Mais tarde, ela disse-lhe ter sentido um arrepio quando ele lhe tocou no ponto. Ele, não quis saber. Jurou nunca mais fazer amor com a televisão ligada.

Bete e Alberto não nasceram para se dar bem. Vivem, mas não convivem. Já pensaram em aventurar-se noutras relações e colmatar vazios com outros seres imperfeitos. No entanto, mantêm o casamento de oito anos intacto. Como um fala demais, e o outro também, olham-se nos olhos e sentam-se na cama a conversar cada vez que os espíritos azedam. Eles sabem que a comunicação é a base de qualquer relação, e nesse ponto ( "desliga a televisão, senão não te toco aí..."), estão os dois perfeitamente de acordo.

6 Comments:

At 2:43 pm, Anonymous Anonymous said...

"Histórias do prédio ao lado" que vividas do lado de cá :) Adorei... um autêntico vulcão!!!! MSM :)

 
At 2:57 am, Blogger Sonia Martins said...

Um vasto texto dedicado às massas,um hino ao acordar?Ou uma marcha fúnebre que no silêncio dos instrumentos grita desaprovação entre cada dedada lançada em cada nota?

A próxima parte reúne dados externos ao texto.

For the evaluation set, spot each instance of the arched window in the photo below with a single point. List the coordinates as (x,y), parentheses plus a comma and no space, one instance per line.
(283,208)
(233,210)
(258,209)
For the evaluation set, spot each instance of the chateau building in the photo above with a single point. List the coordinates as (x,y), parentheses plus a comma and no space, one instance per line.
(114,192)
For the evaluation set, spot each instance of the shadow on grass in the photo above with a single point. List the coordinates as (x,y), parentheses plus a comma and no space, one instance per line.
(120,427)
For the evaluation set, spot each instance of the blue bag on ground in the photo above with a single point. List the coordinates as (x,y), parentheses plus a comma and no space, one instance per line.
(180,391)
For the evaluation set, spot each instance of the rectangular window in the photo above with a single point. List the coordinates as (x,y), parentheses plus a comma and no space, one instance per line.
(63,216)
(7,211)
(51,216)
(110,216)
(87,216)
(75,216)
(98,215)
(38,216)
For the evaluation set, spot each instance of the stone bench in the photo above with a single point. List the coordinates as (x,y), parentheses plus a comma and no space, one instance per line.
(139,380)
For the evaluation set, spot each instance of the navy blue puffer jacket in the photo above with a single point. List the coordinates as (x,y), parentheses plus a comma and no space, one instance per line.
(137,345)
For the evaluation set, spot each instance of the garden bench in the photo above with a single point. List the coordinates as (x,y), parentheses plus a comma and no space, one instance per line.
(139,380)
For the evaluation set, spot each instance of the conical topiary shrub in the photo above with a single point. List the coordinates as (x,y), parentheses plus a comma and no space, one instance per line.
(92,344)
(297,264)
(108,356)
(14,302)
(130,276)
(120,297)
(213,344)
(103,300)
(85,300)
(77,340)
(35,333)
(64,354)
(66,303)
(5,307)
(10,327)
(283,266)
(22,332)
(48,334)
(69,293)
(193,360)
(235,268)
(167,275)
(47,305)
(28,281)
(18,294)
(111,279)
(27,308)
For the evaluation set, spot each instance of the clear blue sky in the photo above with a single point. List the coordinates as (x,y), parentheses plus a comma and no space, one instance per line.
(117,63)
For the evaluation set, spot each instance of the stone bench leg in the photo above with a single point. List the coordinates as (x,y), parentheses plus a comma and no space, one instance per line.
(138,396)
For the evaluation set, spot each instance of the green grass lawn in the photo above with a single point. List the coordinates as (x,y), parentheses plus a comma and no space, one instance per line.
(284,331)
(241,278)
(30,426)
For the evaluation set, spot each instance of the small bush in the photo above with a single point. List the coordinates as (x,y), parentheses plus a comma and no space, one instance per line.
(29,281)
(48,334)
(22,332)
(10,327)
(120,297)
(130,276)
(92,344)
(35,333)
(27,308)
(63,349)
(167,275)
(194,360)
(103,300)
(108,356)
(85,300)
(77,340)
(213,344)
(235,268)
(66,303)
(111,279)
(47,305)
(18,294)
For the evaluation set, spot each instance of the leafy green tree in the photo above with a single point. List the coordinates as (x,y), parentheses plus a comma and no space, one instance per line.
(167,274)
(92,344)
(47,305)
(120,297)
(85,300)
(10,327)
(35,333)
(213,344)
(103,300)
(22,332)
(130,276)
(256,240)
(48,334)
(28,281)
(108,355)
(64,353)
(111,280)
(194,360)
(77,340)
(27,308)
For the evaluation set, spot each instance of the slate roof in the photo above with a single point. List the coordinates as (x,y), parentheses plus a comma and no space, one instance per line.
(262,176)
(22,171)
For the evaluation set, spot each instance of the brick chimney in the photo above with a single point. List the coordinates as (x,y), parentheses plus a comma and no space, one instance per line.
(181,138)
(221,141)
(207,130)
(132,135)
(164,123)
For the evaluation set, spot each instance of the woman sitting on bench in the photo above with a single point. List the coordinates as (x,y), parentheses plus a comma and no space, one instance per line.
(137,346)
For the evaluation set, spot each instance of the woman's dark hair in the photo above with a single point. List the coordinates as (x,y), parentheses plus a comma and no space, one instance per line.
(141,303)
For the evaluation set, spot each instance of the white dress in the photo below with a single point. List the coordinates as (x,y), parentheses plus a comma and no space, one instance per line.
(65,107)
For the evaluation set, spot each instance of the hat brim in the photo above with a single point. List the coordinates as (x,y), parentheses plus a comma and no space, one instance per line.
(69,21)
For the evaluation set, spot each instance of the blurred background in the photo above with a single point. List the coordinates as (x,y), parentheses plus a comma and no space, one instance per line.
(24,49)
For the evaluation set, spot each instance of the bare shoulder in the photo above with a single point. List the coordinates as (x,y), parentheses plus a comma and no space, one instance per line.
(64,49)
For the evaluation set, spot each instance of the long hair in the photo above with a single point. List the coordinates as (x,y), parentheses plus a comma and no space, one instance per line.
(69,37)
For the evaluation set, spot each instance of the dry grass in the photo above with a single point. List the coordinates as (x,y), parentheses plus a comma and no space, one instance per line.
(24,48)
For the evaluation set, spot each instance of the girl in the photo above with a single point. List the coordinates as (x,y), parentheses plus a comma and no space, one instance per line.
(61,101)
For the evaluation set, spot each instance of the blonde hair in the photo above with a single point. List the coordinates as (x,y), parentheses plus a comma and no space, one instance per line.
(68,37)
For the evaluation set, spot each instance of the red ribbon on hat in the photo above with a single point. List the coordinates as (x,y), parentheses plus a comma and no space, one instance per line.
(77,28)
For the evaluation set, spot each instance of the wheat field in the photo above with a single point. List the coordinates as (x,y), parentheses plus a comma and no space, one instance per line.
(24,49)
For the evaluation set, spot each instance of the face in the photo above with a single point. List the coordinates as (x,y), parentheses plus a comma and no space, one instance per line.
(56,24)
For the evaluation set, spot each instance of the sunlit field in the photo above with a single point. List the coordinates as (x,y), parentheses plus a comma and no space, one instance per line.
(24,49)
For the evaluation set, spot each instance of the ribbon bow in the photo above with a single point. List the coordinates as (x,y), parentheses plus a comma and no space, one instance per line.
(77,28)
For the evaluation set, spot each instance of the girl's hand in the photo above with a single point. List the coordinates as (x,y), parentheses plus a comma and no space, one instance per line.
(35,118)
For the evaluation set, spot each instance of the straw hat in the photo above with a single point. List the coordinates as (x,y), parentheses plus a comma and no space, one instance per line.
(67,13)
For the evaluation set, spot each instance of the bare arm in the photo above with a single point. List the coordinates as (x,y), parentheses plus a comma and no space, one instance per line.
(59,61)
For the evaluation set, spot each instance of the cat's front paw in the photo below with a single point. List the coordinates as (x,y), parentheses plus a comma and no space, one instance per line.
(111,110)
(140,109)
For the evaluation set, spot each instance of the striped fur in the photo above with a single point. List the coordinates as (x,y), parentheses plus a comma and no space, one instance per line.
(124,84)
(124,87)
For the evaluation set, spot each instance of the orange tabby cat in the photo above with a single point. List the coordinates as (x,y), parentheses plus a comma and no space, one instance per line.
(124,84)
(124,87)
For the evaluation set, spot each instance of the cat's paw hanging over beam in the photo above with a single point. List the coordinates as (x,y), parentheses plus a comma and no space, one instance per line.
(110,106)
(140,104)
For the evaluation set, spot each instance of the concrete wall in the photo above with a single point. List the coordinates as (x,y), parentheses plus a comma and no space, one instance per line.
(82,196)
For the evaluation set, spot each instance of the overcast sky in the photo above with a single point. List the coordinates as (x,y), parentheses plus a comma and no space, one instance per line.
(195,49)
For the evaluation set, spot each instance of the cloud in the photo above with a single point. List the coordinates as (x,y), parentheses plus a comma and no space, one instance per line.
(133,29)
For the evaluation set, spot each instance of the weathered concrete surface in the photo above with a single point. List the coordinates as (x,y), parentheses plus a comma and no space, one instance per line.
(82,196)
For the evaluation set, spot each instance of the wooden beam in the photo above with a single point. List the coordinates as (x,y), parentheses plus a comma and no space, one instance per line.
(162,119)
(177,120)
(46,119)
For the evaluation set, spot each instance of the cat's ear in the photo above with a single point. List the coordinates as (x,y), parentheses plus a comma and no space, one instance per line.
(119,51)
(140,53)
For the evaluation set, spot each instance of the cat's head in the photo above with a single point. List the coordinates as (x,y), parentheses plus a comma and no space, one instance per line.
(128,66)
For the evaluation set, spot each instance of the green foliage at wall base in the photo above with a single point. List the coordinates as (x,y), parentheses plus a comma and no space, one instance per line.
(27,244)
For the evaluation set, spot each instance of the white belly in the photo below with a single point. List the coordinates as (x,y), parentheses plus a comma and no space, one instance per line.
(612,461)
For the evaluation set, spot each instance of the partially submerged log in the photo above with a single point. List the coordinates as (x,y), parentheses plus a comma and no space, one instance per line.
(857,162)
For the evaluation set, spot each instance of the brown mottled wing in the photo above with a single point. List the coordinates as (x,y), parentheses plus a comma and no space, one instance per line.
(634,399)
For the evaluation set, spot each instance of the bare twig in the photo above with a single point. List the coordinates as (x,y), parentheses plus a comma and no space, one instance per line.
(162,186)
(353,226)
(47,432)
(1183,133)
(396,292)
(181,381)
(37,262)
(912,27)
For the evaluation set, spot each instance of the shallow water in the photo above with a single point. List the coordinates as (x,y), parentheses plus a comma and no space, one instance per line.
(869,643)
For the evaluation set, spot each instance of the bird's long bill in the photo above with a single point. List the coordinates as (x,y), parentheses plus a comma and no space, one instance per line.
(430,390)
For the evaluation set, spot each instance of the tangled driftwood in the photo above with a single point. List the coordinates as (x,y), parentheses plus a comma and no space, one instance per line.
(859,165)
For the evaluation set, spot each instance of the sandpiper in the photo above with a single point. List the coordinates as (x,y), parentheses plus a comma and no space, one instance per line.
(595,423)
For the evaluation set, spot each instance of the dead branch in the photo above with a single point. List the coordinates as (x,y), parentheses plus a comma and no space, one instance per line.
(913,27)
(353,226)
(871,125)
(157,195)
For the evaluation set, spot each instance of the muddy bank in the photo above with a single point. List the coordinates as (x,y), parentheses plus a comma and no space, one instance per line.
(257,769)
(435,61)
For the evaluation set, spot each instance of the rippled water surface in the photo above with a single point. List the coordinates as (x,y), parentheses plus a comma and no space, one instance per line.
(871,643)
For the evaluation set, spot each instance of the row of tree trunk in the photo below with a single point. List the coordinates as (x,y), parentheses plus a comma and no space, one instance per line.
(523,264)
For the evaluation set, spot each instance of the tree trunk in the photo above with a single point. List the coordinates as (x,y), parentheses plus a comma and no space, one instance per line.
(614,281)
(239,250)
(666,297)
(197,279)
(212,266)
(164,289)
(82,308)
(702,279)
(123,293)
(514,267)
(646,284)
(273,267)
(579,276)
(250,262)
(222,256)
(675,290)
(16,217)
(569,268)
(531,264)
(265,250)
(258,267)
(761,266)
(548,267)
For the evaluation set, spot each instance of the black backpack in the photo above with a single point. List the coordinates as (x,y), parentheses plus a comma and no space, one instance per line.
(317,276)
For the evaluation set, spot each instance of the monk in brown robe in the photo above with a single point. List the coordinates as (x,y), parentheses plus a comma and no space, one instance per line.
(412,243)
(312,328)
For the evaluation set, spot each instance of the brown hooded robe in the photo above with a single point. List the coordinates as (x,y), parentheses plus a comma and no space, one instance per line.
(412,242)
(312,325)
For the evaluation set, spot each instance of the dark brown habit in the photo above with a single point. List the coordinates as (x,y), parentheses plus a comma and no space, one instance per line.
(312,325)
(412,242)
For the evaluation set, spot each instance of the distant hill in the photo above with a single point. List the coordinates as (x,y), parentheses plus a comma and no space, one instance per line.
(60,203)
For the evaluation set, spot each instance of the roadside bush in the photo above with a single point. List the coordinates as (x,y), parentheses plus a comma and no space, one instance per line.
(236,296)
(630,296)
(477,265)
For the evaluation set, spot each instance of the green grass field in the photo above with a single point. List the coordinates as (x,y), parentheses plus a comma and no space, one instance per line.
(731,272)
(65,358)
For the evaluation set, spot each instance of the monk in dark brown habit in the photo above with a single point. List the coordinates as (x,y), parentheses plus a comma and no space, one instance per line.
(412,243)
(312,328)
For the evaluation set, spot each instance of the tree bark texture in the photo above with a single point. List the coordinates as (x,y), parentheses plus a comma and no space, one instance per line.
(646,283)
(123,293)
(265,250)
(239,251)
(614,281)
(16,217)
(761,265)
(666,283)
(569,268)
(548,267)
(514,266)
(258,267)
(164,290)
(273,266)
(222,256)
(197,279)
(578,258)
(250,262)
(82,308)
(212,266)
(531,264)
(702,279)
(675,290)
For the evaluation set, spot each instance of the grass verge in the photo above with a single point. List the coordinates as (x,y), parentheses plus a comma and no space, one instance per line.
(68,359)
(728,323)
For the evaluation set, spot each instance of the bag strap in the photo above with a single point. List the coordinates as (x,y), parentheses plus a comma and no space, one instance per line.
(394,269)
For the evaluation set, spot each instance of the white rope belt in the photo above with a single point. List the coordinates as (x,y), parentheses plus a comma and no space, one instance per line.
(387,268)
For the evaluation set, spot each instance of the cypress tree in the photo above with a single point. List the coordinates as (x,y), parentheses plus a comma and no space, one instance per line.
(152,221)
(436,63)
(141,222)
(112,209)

Shakespeare tem razão e tu sabe-lo:

"O tempo é muito lento para os que esperam,

muito rápido para os que têm medo,

muito longo para os que lamentam,

muito curto para os que festejam.

Mas para os que amam, o tempo é eternidade"

Beijo..............

 
At 4:52 pm, Blogger RealSmile said...

Típica história de amor.. ou não :p
Beijinhu

 
At 5:29 pm, Blogger salamandra said...

foi entre um sorriso e alguma precaução que fui atravessando as tuas palavras.
ás vezes gosto de chamar "concuspiciente" ao que é apenas "preverso". Se calhar é mesmo só isso...sinónimo.
Encaminhaste-me até aqui...e vou regressar.

 
At 10:09 pm, Anonymous Anonymous said...

Very nice site! »

 
At 6:59 am, Blogger João Miguel Correia said...

é verdade... tem de utilizar taticas á Mourinho!